WWW.SINYALMAGZ.COM – International Telecomunication Union (ITU) punya study yang menyebutkan bahwa setiap peningkatan 10% sektor digital sebuah negara akan meningkatkan 400% produktivitas berbagai sektor. Salah satu yang mendorong hal tersebut adalah keberadaan Internet of Things (IoT) yang didefinisikan sebagai sebuah infrastruktur global bagi masyarakat yang memungkinkan layanan canggih dapat terhubung secara fisik dan virtual menggunakan teknologi informasi dan komunikasi.
Teguh Prasetya, praktisi IoT Indonesia mengatakan bahwa ketersediaan jaringan sangat mempengaruhi keberlangsungan industri IoT dengan beragam solusinya. “Meski hanya memiliki porsi 9% dari keseluruhan hal yang mendasari IoT, namun tanpa jaringan internet sebuah perangkat canggih tidak akan berfungsi istimewa lagi,” katanya.

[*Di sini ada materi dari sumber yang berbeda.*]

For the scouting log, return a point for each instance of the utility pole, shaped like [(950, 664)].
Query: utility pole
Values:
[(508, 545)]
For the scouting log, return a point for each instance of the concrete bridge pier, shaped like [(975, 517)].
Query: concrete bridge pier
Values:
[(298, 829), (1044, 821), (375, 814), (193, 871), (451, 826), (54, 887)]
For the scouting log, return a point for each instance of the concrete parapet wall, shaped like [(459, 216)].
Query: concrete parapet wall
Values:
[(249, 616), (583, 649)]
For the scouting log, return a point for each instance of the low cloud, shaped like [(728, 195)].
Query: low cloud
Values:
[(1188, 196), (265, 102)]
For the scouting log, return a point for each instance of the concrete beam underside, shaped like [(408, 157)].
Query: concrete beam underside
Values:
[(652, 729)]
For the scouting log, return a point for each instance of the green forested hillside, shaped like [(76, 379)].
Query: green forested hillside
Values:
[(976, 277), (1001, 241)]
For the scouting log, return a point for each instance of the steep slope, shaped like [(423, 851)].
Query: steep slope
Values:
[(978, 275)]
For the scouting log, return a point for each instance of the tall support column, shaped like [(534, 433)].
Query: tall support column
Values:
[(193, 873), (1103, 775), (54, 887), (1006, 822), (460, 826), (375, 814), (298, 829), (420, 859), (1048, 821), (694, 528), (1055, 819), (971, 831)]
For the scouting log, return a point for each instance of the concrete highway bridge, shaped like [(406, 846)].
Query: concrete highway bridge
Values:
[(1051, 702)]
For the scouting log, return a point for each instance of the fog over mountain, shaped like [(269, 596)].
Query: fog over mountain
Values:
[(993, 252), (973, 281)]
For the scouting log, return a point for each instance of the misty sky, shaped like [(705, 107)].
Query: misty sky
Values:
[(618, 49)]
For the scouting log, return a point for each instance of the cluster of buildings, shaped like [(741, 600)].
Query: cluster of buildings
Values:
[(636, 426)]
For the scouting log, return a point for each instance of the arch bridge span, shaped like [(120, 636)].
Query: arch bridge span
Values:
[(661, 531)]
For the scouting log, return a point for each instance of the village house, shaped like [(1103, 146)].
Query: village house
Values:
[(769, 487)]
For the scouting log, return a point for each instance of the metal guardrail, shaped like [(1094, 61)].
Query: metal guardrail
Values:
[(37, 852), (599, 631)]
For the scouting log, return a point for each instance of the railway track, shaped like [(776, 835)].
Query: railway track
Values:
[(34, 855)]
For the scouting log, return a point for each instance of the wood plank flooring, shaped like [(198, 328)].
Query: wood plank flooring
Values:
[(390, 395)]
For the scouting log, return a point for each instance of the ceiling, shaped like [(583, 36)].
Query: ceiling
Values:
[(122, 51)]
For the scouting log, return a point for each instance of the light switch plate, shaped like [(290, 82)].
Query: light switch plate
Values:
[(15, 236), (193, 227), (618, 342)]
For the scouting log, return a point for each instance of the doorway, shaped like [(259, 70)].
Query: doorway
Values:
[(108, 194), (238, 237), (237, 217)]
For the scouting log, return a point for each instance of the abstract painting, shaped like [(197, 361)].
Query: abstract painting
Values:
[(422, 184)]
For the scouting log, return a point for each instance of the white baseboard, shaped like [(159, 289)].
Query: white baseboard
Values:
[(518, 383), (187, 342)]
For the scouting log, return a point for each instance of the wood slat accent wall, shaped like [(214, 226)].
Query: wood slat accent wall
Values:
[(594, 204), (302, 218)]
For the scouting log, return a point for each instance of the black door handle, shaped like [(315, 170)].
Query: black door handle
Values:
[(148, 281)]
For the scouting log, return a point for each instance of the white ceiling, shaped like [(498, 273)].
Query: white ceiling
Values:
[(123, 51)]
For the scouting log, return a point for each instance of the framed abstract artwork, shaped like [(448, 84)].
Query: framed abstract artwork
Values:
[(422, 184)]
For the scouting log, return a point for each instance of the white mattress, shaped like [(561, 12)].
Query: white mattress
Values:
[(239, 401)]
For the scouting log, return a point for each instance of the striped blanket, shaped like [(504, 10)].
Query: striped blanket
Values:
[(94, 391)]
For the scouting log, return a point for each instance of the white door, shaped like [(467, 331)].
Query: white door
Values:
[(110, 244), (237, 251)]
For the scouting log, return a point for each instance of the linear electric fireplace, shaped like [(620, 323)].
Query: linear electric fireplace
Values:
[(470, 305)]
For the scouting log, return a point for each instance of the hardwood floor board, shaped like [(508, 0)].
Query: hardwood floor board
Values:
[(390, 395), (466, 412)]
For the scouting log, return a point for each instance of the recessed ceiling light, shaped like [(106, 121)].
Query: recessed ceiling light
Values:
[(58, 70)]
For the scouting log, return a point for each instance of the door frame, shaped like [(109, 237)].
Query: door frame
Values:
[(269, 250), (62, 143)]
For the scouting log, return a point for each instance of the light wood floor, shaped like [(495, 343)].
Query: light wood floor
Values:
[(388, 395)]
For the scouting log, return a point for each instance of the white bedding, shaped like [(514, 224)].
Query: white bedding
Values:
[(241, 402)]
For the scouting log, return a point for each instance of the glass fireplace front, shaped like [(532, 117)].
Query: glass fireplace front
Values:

Namun hal itu dapat dilakukan dengan berbagai catatan. Salah satu yang terpenting, menurut Teguh adalah soal kesiapan operator dalam meningkatkan kualitas jaringan sehingga mampu mengakomodir solusi yang dihadirkan oleh IoT.
Konsolidasi bisnis atau merger antaroperator seperti yang dilakukan oleh dua operator: Indosat Ooredoo dan Hutchison Tri Indonesia adalah langkah bagus untuk menuju ke era transformasi digital yang akan ditandai dengan beragam solusi IoT. Pria yang juga Founder Asosiasi IoT Indonesia ini membuka data tentang IoT pada sektor retail. Pada 2019, jumlah smarthome di Indonesia baru mencapai 1,5 juta. Pada 2020 sudah meningkat hingga mencapai 6,5 juta. Bukan tidak mungkin pada 2021 akan menembus 12,5 juta smarthome.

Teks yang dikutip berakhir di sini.